O meu trabalho, enquanto psicóloga, é ajudar essa mulher a entender qual é a dinâmica de personalidade dela e o que também estava depositado na expectativa desse parto: quais dores ela queria curar, qual vivência gostaria de ter ter, que abertura é essa que ela sonhava e idealizava para si e que iria e constituir nesse parto. Minha missão é abrir um outro campo de compreensão e olhar para essa vivência. Às vezes, esse é um processo doloroso e que dá trabalho, afinal, estamos lidando com uma frustração à flor da pele ou uma cobrança muito grande. É preciso ir até as camadas mais profundas daquele funcionamento psíquico para desvendar quem é essa mulher que está ali, na nossa frente, dizendo o quão importante era aquele parto para ela ou o quão necessário ele era para a elaboração de algo ou ainda que era uma imposição. Sim, você leu isso mesmo: imposição do parto normal. Às vezes, o círculo a que esta mulher pertence diz a ela que esse é o melhor caminho. A mulher, então, aceita toda ideia, sugestão, compreende a importância, mas, por vezes, se vê escrava disso, se vê ali, impotente, diante de demandas alheias que não respeitam as diferentes nuances que um parto envolve e que contemplam aspectos extremamente individuais de cada pessoa, como questões emocionais e biológicas.

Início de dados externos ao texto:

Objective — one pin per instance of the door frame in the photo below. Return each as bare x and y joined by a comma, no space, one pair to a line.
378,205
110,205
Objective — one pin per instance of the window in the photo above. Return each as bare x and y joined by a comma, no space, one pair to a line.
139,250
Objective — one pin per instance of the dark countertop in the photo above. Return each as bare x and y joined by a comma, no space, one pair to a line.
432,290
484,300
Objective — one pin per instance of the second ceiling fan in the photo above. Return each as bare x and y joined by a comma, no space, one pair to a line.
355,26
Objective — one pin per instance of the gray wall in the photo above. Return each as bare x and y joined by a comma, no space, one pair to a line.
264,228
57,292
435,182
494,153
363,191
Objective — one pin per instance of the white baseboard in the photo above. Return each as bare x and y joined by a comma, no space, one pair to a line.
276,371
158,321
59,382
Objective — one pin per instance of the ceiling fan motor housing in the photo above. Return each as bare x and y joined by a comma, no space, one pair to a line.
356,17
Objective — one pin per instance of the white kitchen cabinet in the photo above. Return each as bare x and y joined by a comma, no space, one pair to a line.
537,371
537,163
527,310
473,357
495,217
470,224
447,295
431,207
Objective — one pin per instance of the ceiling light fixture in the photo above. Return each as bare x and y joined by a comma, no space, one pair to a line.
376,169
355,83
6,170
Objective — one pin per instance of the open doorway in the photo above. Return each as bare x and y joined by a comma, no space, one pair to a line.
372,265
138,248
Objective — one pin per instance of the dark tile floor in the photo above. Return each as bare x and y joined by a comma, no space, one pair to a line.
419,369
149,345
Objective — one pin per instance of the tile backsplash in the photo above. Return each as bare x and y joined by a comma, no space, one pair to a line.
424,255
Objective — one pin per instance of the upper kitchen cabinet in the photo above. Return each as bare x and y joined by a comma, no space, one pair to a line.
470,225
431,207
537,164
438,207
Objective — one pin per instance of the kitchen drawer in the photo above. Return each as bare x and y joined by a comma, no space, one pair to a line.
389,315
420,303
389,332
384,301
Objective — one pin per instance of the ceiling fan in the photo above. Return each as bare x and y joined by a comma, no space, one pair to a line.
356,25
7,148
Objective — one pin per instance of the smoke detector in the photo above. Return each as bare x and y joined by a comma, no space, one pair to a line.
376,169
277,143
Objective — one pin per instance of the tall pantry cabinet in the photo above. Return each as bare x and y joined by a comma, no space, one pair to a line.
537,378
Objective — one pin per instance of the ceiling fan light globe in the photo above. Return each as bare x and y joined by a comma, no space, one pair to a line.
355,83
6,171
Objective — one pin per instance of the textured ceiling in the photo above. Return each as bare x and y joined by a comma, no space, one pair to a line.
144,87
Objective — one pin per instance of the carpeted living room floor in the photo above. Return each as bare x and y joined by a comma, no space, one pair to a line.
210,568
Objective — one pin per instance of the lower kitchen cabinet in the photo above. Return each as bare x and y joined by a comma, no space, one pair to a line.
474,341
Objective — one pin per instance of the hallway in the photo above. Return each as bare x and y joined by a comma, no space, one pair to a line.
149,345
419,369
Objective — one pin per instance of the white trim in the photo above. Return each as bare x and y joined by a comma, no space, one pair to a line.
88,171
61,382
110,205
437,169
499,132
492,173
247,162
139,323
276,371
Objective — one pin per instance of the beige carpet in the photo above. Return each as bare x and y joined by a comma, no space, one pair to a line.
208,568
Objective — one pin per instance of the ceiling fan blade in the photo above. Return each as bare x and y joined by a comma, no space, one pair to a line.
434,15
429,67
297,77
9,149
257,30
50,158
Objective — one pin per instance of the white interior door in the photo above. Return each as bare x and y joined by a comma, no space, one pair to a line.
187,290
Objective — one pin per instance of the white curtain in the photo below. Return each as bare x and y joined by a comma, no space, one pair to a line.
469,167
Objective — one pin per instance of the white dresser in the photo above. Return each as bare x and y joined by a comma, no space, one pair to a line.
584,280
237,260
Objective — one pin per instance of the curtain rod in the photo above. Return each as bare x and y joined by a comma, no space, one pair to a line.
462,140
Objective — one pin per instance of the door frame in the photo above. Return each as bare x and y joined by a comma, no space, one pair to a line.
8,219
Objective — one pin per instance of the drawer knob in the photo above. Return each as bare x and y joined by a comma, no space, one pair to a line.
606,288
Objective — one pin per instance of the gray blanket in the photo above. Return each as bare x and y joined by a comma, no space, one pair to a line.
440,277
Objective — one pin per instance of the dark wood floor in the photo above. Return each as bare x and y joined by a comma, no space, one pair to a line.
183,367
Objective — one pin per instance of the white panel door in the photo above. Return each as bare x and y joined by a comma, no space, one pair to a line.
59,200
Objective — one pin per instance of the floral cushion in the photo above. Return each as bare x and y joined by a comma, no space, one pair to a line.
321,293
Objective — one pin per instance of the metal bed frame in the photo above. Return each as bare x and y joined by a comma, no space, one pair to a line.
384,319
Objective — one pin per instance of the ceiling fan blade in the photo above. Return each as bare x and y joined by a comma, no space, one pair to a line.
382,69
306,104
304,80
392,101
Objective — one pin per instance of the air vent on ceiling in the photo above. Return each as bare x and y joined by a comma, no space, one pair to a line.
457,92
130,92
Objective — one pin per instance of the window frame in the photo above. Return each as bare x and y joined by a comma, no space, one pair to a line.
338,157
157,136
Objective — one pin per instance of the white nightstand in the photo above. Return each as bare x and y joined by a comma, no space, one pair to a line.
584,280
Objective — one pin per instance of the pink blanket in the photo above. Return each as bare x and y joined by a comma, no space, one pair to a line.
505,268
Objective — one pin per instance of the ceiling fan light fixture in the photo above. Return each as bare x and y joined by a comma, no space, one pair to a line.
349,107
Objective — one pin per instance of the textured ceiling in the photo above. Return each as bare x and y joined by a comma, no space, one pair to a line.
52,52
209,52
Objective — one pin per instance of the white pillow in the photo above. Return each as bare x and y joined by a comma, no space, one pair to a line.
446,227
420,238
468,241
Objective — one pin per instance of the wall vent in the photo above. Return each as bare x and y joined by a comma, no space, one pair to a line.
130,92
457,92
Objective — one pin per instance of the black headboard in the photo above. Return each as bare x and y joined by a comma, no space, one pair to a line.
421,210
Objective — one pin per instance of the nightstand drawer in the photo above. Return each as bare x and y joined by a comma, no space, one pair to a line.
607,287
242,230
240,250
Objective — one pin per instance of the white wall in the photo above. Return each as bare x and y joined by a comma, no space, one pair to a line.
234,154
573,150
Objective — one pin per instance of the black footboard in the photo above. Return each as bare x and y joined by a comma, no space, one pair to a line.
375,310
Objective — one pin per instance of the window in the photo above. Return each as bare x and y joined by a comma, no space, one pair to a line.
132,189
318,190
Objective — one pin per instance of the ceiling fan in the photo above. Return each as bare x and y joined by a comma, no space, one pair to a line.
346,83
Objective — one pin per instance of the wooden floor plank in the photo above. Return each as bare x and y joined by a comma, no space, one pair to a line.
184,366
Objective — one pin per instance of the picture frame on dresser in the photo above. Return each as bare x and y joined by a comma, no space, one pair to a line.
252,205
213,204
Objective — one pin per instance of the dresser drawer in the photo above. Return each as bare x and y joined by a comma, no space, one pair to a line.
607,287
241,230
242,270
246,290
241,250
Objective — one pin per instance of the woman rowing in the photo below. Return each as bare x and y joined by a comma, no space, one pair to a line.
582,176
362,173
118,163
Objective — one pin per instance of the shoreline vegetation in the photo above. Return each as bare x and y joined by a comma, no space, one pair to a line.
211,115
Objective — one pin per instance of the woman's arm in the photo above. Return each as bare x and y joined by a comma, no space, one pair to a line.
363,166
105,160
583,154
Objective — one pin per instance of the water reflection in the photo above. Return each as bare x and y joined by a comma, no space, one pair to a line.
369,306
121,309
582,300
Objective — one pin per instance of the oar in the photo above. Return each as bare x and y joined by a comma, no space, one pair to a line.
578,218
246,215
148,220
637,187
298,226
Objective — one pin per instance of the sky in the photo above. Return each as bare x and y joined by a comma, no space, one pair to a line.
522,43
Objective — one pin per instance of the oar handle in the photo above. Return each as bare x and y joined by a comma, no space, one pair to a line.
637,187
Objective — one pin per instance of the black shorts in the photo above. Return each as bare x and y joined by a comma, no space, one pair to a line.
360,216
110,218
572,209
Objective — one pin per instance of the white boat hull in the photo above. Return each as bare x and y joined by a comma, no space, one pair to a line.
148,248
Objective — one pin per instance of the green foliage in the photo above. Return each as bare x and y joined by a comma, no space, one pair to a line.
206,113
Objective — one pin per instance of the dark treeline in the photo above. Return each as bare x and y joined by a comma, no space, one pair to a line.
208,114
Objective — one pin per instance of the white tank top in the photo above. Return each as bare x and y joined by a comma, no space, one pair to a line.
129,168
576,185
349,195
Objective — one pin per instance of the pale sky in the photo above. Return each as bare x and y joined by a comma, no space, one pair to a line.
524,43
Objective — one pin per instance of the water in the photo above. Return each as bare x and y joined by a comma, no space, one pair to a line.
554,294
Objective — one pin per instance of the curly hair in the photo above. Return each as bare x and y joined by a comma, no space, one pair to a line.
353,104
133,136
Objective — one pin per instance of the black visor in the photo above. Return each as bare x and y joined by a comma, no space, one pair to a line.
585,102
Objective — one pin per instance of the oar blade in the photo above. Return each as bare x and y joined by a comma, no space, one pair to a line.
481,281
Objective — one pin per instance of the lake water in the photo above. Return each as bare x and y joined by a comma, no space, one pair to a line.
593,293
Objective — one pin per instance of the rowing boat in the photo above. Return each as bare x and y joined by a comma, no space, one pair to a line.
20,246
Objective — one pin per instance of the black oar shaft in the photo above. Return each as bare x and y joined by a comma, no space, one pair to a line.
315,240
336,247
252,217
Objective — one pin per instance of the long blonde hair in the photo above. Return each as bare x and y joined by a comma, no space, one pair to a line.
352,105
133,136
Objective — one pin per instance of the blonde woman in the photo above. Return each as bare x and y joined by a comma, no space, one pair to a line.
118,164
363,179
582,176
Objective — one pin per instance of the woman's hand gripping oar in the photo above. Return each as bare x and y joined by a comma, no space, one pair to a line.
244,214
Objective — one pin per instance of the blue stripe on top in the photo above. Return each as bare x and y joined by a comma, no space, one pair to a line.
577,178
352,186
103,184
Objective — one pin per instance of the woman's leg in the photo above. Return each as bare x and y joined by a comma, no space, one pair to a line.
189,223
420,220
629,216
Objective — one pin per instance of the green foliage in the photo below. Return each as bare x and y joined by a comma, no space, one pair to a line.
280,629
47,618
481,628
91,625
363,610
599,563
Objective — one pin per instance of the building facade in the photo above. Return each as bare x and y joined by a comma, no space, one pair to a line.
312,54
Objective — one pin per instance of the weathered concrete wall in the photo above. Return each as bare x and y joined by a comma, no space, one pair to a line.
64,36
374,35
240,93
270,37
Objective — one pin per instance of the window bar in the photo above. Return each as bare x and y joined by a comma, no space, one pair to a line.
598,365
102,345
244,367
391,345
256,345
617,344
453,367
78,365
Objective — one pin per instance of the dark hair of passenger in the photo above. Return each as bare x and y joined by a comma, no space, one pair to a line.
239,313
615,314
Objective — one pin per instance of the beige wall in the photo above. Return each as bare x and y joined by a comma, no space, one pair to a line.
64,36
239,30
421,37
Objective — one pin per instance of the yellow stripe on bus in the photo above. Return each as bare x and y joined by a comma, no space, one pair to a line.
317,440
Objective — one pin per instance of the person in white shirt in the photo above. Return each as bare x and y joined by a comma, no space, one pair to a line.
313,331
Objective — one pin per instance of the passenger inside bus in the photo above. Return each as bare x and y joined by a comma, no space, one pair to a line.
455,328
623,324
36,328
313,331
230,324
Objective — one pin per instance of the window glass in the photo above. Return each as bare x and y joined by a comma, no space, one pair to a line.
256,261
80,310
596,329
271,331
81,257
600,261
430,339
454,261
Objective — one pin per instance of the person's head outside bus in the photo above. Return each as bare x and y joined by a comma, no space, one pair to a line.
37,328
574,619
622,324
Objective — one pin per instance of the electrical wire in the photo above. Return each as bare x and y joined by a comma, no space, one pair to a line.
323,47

Um parto – seja ele qual for – jamais deve ser imposto à dupla mãe-bebê, que precisam se alinhar, dentro de um tempo e espaço, dentro de um contexto e situação física e emocional para fazer surgir uma nova vida no campo externo.

O que eu falo para as mulheres em que tenho a oportunidade de cruzar a história de vida, também quero dizer para você: teu filho está vivo aqui fora, mas ele sempre esteve vivo dentro de você, então, todas as vivências que ele tem dentro são tão importantes quanto as que tem aqui fora. O parto é só um meio de caminho. Tentamos fazer com que esse meio de caminho possua uma chegada suave, com muito respeito, que é o que ele vai encontrar aqui fora, no seu colo.

Desconstruir a idealização do parto e a pressão que se coloca em cima desse evento é fundamental para uma maternagem sadia. Pense nisso!